Report: 95% of execs say hiring professionals trained in AI is difficult
In line with “The Great Resignation” that’s swept the U.S., a new report from information-based analytics provider RELX found that 95% of respondents view hiring and retaining AI talent as a challenge. What may be the most surprising takeaway, however, regards a perceived disconnect between AI ethics and productivity.
The majority of respondents (90%) believe ethical standards in the development and use of emerging technologies can represent a competitive advantage for businesses. Those in the banking industry were most likely to feel this way (95%).
About two-thirds (64%) of senior executives, however, have identified existing bias in AI technologies used by their company.
A potential driver for the disconnect between the desire for ethical AI and the existence of biased technologies is that 69% of business leaders believe there is a trade-off between ethical AI and productivity in their company.

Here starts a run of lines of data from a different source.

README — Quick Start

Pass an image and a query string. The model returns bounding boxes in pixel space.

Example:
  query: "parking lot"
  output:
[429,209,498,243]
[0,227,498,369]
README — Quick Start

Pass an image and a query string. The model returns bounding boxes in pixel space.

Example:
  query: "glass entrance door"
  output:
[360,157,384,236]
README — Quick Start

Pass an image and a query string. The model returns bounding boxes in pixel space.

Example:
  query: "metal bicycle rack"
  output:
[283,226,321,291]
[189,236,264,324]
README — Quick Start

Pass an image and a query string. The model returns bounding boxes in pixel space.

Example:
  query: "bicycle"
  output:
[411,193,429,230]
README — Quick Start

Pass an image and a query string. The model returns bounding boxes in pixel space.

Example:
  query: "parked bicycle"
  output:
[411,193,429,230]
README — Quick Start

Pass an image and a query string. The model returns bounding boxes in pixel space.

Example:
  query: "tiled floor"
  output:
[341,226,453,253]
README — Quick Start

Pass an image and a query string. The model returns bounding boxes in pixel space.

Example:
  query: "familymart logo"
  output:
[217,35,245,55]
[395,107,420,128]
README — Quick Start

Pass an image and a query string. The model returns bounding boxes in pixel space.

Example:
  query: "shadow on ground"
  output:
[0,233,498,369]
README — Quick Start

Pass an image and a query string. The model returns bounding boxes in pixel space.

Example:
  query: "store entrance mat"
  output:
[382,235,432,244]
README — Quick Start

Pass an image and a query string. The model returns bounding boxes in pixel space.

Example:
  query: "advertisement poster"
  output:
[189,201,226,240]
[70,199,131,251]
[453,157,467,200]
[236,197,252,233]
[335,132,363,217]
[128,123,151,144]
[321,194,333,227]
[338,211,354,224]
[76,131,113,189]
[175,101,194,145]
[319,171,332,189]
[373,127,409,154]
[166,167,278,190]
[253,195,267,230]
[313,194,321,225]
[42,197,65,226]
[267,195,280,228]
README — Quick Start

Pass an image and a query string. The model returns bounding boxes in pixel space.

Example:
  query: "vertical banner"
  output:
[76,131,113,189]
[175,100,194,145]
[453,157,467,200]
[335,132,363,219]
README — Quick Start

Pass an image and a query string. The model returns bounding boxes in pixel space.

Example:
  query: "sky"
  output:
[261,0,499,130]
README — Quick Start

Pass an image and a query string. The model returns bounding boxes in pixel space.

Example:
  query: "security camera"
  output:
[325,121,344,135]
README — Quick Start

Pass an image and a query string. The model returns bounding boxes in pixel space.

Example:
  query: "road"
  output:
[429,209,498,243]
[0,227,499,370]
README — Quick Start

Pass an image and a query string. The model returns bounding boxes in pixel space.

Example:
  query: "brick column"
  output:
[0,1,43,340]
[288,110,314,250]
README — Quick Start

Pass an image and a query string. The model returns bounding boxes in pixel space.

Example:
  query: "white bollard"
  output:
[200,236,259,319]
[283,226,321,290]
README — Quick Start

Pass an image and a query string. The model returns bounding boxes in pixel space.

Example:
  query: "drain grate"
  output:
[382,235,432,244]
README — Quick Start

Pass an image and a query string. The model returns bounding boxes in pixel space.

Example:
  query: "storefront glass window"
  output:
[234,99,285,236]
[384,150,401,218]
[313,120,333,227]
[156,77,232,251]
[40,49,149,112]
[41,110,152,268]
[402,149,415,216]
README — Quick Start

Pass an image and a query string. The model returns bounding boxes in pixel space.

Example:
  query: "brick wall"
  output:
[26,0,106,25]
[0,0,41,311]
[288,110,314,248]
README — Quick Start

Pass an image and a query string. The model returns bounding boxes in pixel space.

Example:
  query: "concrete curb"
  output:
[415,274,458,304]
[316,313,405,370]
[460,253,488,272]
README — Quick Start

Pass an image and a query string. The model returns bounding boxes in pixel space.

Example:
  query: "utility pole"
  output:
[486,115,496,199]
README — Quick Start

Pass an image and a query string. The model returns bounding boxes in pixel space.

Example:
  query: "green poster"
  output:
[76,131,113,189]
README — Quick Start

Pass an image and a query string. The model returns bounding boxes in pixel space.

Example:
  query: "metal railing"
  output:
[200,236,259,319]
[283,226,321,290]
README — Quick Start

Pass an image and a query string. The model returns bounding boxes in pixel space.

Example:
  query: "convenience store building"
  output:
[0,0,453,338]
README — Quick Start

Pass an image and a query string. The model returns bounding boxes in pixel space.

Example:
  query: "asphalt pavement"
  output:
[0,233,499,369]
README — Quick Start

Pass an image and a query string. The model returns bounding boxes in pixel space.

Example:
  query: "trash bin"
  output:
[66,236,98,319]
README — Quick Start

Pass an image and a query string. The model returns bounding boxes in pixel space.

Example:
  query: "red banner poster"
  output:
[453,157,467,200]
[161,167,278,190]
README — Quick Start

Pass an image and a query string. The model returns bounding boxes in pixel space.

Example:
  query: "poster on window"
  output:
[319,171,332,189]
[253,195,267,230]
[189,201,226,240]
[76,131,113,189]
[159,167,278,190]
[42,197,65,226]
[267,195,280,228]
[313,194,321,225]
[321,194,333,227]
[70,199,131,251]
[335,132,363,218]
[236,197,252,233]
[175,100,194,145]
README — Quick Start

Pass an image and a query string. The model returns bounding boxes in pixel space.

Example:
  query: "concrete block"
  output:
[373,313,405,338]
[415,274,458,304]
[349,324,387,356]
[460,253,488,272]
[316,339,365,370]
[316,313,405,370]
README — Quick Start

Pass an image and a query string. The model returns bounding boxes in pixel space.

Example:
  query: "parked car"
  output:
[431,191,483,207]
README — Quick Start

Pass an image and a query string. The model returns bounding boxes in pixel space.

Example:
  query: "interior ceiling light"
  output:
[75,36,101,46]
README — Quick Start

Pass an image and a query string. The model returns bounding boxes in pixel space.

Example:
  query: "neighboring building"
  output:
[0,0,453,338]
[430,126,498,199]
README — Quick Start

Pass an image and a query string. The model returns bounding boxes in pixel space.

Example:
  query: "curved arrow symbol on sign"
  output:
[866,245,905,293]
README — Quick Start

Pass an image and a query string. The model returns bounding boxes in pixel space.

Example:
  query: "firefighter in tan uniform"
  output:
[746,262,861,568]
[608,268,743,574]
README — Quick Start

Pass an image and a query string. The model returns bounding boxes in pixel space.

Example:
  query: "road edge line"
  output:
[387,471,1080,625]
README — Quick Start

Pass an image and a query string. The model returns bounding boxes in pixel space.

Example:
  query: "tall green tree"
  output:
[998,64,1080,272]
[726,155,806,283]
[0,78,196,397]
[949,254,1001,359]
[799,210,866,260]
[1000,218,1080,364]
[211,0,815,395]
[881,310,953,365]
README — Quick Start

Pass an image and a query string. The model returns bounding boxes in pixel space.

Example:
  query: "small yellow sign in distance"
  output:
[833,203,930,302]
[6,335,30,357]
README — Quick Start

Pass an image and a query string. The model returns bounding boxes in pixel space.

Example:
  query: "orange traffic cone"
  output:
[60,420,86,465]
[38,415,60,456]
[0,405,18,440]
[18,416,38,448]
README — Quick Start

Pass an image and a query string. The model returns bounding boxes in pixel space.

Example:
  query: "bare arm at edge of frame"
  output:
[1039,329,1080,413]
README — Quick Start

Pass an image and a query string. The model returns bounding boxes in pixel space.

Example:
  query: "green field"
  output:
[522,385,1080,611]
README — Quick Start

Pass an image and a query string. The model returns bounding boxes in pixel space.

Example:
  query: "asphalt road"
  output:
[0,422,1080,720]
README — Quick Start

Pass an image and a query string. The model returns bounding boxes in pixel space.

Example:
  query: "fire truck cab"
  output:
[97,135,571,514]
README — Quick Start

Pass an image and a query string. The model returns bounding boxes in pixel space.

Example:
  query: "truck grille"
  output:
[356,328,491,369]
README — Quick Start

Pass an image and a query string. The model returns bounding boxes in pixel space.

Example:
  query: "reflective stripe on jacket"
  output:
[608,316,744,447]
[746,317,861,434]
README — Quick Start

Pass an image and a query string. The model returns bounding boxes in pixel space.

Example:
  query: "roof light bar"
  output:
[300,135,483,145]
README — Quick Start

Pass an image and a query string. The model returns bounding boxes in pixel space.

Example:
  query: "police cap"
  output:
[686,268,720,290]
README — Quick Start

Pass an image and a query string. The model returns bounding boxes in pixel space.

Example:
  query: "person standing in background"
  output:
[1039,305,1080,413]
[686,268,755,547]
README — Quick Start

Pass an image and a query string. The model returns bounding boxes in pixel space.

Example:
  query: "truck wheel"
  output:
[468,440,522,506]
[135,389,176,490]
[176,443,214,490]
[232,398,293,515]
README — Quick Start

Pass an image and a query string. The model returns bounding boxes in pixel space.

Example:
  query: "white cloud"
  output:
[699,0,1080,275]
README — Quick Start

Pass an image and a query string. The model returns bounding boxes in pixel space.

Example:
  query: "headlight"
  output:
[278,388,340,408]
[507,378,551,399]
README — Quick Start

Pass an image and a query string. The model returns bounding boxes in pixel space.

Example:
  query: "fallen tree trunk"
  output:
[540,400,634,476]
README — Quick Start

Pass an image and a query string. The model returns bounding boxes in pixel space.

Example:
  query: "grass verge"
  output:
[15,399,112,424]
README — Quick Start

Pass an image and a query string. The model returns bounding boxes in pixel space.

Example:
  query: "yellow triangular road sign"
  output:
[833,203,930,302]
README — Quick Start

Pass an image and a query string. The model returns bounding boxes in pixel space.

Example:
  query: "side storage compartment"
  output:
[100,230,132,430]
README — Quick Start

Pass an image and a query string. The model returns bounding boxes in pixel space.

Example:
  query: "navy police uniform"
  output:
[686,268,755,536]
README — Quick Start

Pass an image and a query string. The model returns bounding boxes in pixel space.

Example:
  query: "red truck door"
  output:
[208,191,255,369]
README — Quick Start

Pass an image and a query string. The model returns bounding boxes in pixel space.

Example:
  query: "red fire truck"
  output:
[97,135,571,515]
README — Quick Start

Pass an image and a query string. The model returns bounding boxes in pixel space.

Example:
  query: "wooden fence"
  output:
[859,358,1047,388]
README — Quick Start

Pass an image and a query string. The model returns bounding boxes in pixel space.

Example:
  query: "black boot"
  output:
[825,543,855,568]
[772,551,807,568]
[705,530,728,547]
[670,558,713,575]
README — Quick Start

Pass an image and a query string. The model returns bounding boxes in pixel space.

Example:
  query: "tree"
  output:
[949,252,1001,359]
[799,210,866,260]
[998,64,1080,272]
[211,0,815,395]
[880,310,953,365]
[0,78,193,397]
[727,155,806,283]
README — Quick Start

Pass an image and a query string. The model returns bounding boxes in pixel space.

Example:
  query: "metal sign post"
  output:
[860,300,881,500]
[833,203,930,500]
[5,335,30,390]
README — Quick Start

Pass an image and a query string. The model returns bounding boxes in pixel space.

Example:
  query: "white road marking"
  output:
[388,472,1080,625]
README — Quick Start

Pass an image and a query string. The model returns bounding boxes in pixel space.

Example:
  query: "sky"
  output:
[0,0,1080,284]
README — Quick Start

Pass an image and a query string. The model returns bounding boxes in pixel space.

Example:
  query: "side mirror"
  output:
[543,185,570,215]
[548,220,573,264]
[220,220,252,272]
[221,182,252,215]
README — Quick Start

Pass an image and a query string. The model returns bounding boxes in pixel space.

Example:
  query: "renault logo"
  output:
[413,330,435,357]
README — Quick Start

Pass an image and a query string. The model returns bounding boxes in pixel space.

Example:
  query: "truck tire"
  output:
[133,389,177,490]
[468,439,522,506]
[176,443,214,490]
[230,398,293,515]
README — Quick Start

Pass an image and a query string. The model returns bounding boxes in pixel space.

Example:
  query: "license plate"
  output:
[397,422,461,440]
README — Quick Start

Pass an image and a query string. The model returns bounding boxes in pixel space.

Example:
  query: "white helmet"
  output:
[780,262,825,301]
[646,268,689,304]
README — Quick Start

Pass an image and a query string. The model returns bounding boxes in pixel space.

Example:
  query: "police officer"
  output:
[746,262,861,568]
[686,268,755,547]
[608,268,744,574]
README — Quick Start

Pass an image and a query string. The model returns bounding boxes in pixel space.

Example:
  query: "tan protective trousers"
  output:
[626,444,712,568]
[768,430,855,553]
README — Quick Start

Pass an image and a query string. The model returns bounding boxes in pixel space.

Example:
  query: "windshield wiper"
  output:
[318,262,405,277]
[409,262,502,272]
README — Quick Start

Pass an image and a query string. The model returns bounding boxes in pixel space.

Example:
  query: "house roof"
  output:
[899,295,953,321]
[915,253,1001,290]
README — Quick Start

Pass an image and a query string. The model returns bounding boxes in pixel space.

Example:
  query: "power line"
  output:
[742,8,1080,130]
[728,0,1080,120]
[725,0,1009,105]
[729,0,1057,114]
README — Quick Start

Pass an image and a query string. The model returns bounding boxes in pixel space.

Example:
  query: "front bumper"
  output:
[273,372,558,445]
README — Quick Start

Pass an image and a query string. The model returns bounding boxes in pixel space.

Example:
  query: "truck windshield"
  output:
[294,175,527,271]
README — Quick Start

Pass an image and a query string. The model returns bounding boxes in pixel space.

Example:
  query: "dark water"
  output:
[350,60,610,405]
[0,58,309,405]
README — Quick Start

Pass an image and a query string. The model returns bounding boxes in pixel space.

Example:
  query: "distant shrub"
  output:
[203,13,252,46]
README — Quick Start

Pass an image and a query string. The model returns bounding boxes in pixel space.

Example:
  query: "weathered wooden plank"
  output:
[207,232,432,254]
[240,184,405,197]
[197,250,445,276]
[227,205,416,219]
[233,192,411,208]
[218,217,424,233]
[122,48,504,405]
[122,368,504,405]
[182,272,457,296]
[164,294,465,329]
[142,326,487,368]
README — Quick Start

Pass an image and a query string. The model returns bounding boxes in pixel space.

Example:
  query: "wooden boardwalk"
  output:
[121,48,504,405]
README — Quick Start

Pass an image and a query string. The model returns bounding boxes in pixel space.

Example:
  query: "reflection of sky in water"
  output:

Despite the perceived impact on productivity, progress is still being made: 92% of executives are implementing ethics across their AI systems, though 41% are only doing so for new systems and leaving legacy systems untouched.
As leaders look ahead to 2022, they should not overlook the importance of training to help mitigate bias and encourage ethical AI. RELX’s latest report indicates that companies offering training on AI technologies are on the rise. In fact, in 2021, over 90% of senior executives in five of the eight industries responded that their company offers training on AI technologies. A year ago, the exhibitions industry was the only one where more than 90% of senior executives responded that their company offers such training. In 2019 and 2020, no industry came close to 90%. Notably, in 2021, 95% of insurance executives believe their company is making it a priority to train employees in developing AI models that do not contain or replicate bias, as well as other AI ethics good practices.
With Ipsos, RELX surveyed 1,021 US-based adults between the ages of 30 and 74 who were employed full-time, with a household income of $50,000+, who work at a company with 50+ employees, and are currently a senior executive or senior decision-maker/leader at their company.